DU DÉRAISONNABLE A L'IGNORANCE CULTIVÉE ET A L'ODIEUX CHANTAGE

Mais cette fois ci, tant la méthode que l'ampleur et les conséquences de cette manifestation risqueraient bien de dépasser les précédentes.

En effet, selon notre source digne de foi, IOG aurait donné ordre au Général Zakaria, au Chef de la Gendarmerie et à celui de la Police Nationale pour que militaires, gendarmes et policiers habillés en civil participent en encadrant la manifestation. La mobilisation ne s'arrêterait pas là car outre les agents des Services Djiboutiens de Sécurité (SDS) d'Hassan Saïd, les fonctionnaires seraient contraints sous la menace de sanctions administratives de participer à cette manifestation, tout comme le corps enseignant alors que les enfants des écoles seraient placés en avant avec les associations.

Les SDS et la Police auraient - par ailleurs - reçu mission de mobiliser les populations miséreuses de certains quartiers de la capitale comme cela s'est fait lors des élections présidentielles d'avril 2005.

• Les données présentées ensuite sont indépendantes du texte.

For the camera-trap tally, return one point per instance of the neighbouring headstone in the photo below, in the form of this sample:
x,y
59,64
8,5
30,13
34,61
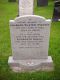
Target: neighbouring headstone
x,y
56,13
25,7
42,3
30,43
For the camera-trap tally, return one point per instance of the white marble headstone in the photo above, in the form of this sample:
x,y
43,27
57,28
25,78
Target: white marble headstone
x,y
25,7
30,37
30,43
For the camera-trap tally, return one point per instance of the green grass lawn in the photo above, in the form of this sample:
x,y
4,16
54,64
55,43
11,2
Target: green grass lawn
x,y
10,11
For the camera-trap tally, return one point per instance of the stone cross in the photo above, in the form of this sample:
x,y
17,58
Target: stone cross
x,y
25,7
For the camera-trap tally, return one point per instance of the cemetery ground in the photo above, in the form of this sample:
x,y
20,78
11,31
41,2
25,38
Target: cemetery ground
x,y
9,11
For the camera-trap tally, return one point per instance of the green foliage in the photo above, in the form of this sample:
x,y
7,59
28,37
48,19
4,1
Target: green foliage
x,y
9,11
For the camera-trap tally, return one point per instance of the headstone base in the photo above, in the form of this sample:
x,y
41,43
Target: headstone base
x,y
31,65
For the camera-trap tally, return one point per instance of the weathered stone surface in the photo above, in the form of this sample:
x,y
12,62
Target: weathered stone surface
x,y
25,7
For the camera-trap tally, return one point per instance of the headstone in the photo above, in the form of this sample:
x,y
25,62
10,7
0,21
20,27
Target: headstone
x,y
30,43
25,7
42,3
56,13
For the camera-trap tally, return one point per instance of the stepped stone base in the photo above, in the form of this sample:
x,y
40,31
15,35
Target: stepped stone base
x,y
31,65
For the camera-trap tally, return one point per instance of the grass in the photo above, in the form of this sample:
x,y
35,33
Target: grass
x,y
9,11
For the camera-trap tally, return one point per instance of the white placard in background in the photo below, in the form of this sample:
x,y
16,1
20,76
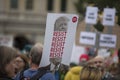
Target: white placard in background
x,y
91,15
59,37
107,40
109,16
88,38
6,40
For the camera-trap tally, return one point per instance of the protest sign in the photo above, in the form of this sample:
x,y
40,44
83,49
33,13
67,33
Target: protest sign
x,y
107,40
91,15
59,38
109,17
88,38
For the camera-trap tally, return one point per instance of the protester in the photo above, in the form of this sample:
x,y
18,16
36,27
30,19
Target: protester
x,y
7,63
83,59
73,73
90,73
35,58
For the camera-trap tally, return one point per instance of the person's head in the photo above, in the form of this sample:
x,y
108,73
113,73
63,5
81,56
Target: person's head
x,y
61,24
90,73
98,61
36,53
22,62
7,61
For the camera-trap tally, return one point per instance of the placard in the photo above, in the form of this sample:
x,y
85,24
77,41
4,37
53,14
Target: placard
x,y
88,38
6,40
109,16
107,40
59,37
91,15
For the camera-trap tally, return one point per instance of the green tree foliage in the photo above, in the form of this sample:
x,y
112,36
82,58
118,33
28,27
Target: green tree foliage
x,y
101,4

C'est donc une " mobilisation générale " par la contrainte et le chantage que tente d'imposer Ismaïl Omar Guelleh dans cette manifestation clairement anti française dont le but est d'imposer au Palais de l'Elysée qu'il intervienne dans l'affaire de l'assassinat du Juge Bernard Borrel, dans l'affaire Zakaria/ARDHD….etc.

 

A voir la manière avec laquelle tombent les symboles à Djibouti, on pourrait croire que notre pays vit, sans le savoir, une nouvelle ère de son indépendance. Indépendance ! mais quelle indépendance ?. Les faits en préparation peuvent sembler dérisoires. Voire "insignifiants". Ils peuvent même donner l'impression qu'ils ne sont qu'un événement sans occurrence, ni même perspective dans le temps.

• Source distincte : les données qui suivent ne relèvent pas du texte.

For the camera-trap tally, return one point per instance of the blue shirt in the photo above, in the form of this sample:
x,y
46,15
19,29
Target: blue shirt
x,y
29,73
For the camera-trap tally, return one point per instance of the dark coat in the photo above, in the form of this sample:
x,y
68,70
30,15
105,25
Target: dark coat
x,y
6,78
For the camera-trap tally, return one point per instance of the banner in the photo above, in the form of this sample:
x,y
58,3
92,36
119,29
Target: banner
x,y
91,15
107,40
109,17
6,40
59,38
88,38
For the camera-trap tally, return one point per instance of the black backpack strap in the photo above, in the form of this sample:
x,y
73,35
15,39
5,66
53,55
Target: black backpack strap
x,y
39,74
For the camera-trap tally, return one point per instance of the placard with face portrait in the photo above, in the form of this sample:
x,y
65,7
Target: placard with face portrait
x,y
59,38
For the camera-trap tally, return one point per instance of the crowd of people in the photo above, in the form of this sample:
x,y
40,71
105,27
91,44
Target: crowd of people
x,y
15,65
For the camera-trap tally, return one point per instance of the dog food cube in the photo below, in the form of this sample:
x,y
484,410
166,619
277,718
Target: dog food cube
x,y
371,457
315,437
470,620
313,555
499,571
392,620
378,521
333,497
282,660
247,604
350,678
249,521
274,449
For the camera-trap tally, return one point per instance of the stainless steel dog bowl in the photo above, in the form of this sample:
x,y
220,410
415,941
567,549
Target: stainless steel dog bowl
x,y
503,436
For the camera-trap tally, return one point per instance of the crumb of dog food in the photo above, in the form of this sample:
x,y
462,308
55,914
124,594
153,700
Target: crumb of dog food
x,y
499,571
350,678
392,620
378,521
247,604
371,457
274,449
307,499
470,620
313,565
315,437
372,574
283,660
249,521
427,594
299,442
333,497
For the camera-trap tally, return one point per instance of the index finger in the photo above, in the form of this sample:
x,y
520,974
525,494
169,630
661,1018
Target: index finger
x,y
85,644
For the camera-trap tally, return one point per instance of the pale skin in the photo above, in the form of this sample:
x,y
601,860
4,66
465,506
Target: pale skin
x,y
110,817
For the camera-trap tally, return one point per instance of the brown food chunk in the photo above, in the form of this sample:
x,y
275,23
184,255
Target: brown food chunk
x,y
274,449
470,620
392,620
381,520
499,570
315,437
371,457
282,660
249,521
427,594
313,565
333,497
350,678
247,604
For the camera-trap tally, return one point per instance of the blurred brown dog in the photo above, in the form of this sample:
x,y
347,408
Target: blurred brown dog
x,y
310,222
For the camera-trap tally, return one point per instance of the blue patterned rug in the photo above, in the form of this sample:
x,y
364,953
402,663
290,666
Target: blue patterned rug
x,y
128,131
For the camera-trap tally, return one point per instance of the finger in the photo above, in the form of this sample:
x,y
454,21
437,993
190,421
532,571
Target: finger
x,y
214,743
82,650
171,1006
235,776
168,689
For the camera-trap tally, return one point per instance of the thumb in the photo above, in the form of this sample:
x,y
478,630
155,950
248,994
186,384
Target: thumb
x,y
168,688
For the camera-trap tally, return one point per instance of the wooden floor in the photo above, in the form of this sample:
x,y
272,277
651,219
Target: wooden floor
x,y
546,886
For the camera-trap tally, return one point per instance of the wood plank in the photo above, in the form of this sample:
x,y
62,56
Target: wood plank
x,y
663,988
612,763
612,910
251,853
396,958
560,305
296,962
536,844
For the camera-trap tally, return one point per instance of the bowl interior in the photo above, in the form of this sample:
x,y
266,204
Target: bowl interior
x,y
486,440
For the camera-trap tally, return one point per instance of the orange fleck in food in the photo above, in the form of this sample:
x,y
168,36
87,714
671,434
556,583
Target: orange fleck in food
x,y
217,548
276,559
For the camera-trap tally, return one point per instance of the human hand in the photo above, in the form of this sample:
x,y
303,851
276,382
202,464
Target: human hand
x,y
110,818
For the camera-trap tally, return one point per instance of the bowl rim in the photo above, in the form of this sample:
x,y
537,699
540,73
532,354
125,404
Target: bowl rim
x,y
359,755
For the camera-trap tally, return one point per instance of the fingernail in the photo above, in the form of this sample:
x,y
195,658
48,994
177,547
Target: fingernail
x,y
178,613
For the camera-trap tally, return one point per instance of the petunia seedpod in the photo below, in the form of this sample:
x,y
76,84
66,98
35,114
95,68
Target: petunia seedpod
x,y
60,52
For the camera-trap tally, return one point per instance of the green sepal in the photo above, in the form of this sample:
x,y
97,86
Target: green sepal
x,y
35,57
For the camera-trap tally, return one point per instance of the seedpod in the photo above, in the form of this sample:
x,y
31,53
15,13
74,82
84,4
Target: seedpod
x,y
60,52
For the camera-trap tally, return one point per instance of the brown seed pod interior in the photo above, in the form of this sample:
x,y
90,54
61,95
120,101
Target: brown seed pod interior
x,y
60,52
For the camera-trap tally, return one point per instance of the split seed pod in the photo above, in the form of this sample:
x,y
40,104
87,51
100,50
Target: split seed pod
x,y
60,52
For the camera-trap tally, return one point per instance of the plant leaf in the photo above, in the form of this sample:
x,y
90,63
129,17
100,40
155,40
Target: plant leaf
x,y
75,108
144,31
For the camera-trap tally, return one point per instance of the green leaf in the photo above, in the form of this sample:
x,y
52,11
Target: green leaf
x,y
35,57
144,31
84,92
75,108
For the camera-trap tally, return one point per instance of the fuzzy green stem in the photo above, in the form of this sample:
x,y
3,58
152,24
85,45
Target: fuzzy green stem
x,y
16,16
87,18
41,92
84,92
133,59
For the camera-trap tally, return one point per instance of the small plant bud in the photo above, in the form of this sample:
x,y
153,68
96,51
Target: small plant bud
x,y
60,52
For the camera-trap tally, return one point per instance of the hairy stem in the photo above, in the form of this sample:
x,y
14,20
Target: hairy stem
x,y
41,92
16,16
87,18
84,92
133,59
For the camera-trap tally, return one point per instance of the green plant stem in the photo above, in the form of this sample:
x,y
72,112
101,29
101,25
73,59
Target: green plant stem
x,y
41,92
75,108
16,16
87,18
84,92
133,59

Les emblèmes de la souveraineté nationale dans notre pays se résument en plusieurs signes. Ils sont des marqueurs informels que l'on exploite au gré du pouvoir en place et de ses " amis " à l'étranger avec - au milieu - tout un peuple asservi par la force et pris en otage épisodiquement.

Lorsqu'un peuple, où qu'il soit, pense que ses emblèmes tels que sa justice sont touchés, alors il déchire le voile du silence et descend dans la rue, ceci entre dans une certaine logique. Mais dans cette manifestation en préparation et manipulée pour l'intérêt d'un homme à Djibouti et d'un seul porté dans ce mouvement, par une marche aveugle : la stigmatisation et l'amalgame intentionnels.

Procédés chers à Staline d'un temps passé et à un Fidel Castro ; instrument d'une manipulation supposée idéologique mais qui fabrique les contre vérités, qui peut impunément faire assassiner la Justice et que l'on décorera de la croix de la Légion d'Honneur dans le pays des Droits de l'Homme.

 


 

Secrétariat général du Gouvernement en Exil de Djibouti.